What does the AAATA Board provide in exchange for that funding? Their organization provides hourly service on weekends, but not after 7 p.m. Take the bus to the Farmer’s Market and home again? Good luck if you spend too much time perusing the produce and miss your AAATA ride. You, your cranky kids and your wilting vegetables will be stranded for an hour. On weekdays, buses run every 30 minutes on most routes. Weekday service ends hours before downtown restaurants serve their last customers or an evening movie ends at the Summer Festival.

Over 6,000 downtown workers receive hefty taxpayer subsidies through the getDowntown program which is funded by the AAATA, Downtown Development Authority and the City of Ann Arbor. Bus passes for these bus riders cost $10 per year. Meanwhile, a local high school student pays $28 per month and adult residents  who don’t qualify for a low-income or senior rate pay $58 per month for a Flex Pass.

In short, the AAATA Board provides expensive, infrequent service to its fixed route customers. Now, the AAATA Board tells us that more frequent service within Ann Arbor is but a small tax hike away. This isn’t the first time the AAATA Board has tried to sell improved service in exchange for a tax increase.

Between 2010 and 2012, the AAATA Board tried to sell a half a billion dollar county-wide transit scheme to county residents. The result was a costly political fiasco. County municipalities withdrew from the proposed plan in droves. Ann Arbor eventually withdrew from the plan, as well. Two long-time members of the AAATA Board who had pushed for the county-wide transit plan quietly ended their terms of service.

Now, the AAATA wants to serve the “urban core.” Urban core cities include Ann Arbor, Ypsilanti and Ypsilanti Township. In 2010, Ypsilanti voters approved a dedicated millage of 0.9789 mills to offset the cost of AAATA services. In June 2013, Ypsilanti was given membership in the AAATA and representation on the AAATA Board.

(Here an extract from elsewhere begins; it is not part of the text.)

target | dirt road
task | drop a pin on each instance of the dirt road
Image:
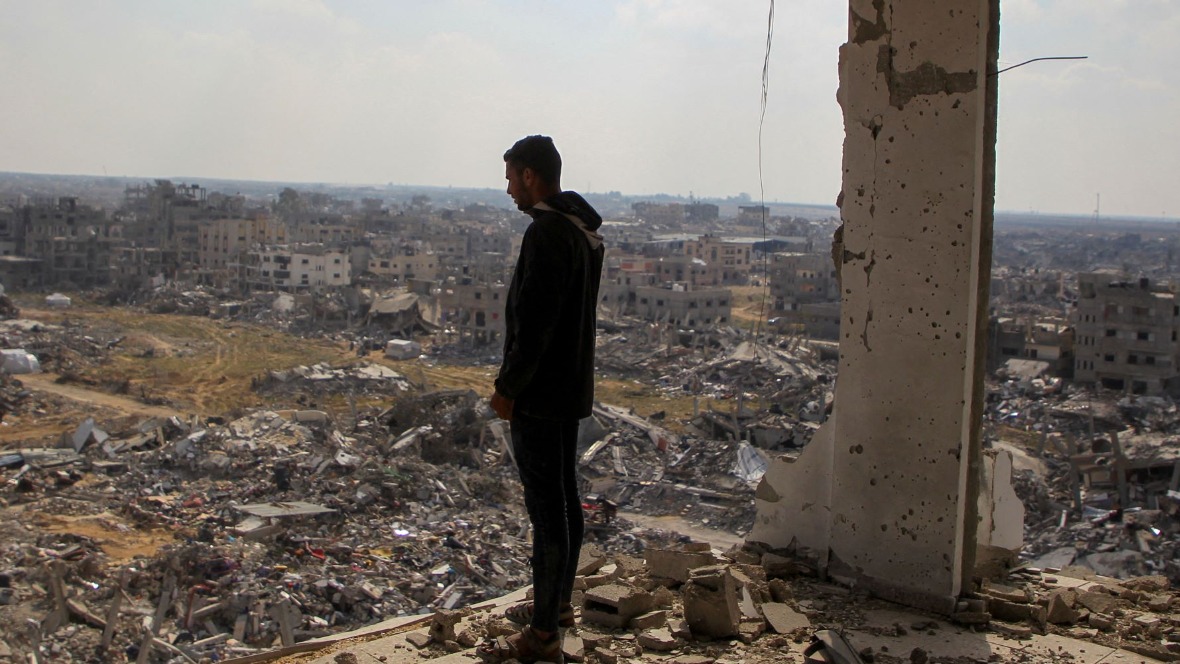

Since the passage of the dedicated millage in Ypsilanti, ridership on several routes between that city and Ann Arbor has actually decreased and total ridership fell slightly between 2009 and 2011. In Ann Arbor, ridership on 12 of the AAATA’s 27 fixed routes has fallen from 2009 levels. Overall ridership is up from 2009 levels, but by a slim 3.5 percent. Meanwhile, the organization’s total expenses have risen 16 percent over the past three years, and AAATA lost almost $1.8 million dollars in fiscal years 2012 and 2013.

AAATA’s management and board leadership have ignored critical indicators both financial as well as consumer. County residents rejected this Board’s vision for a county-wide transit plan funded by a county-wide millage. Now, Board members are marketing an “urban core” transit scheme funded by a tax hike of .7 mills. Ann Arbor taxpayers would pay a total 2.756 mill transit tax, Ypsilanti taxpayers a 1.6789 mill tax and for Ypsilanti Township it means a new .7 mill tax.

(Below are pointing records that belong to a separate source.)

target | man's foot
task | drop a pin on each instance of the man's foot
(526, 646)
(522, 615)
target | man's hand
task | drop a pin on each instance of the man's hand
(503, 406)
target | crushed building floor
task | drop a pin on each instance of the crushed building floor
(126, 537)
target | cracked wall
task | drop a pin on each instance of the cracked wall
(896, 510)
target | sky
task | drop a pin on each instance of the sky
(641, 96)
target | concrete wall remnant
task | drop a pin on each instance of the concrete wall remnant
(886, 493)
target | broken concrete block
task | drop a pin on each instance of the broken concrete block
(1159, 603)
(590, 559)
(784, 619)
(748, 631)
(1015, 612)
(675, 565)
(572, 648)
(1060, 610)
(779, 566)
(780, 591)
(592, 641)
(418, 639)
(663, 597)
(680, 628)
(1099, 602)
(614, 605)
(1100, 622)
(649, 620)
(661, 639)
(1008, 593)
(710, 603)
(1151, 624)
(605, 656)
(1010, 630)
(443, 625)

In return, AAATA once again promises expanded services, including expanded night-time and weekend services. Based on the operational and fiscal track record of the organization, we are not convinced that the AAATA has the fiscal discipline or managerial expertise to fulfil these promises.

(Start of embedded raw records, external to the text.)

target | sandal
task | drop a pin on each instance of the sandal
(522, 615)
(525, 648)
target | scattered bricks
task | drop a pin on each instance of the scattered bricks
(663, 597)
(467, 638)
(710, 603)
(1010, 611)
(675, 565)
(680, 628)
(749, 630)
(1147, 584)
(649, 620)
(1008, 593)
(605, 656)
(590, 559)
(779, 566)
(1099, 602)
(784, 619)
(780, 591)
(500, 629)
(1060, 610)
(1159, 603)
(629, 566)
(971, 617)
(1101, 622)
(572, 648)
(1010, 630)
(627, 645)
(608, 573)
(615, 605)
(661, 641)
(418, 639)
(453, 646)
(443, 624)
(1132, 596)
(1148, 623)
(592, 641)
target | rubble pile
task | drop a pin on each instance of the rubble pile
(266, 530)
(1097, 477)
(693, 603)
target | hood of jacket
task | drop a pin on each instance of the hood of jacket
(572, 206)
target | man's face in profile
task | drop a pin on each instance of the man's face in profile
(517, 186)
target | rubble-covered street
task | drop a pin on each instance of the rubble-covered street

Yet, the AAATA Board continues to spend local tax dollars meant for bus service on planning for the WALLY train to Livingston County, as well as on services outside the city, such as shuttles to Canton. Yet, Ann Arbor residents clamor for more robust local transit. Instead of providing it, Ann Arbor taxpayers are told they should support urban transit for the sake of economic development—public money for transit must subsidize private employers.

This is regressive political policy disguised as progressive concern for the poor and the environment. We’d rather see local, county and state pols support a county-wide living wage ordinance with some teeth. We’d also rather see getDowntown program subsidies for 6,000 gainfully employed adults ended and a new partnership with AAPS that provides $10 annual bus passes to K-12 students. We’d also like to see AAATA reverse the steep climb of overhead costs. This is public money, not Wall Street. AAATA has a poor track record of providing cost-efficient, convenient service within Ann Arbor. There’s little evidence to show this would change if taxpayers spent more money. AAATA must first provide cost-effective, excellent local service to local taxpayers.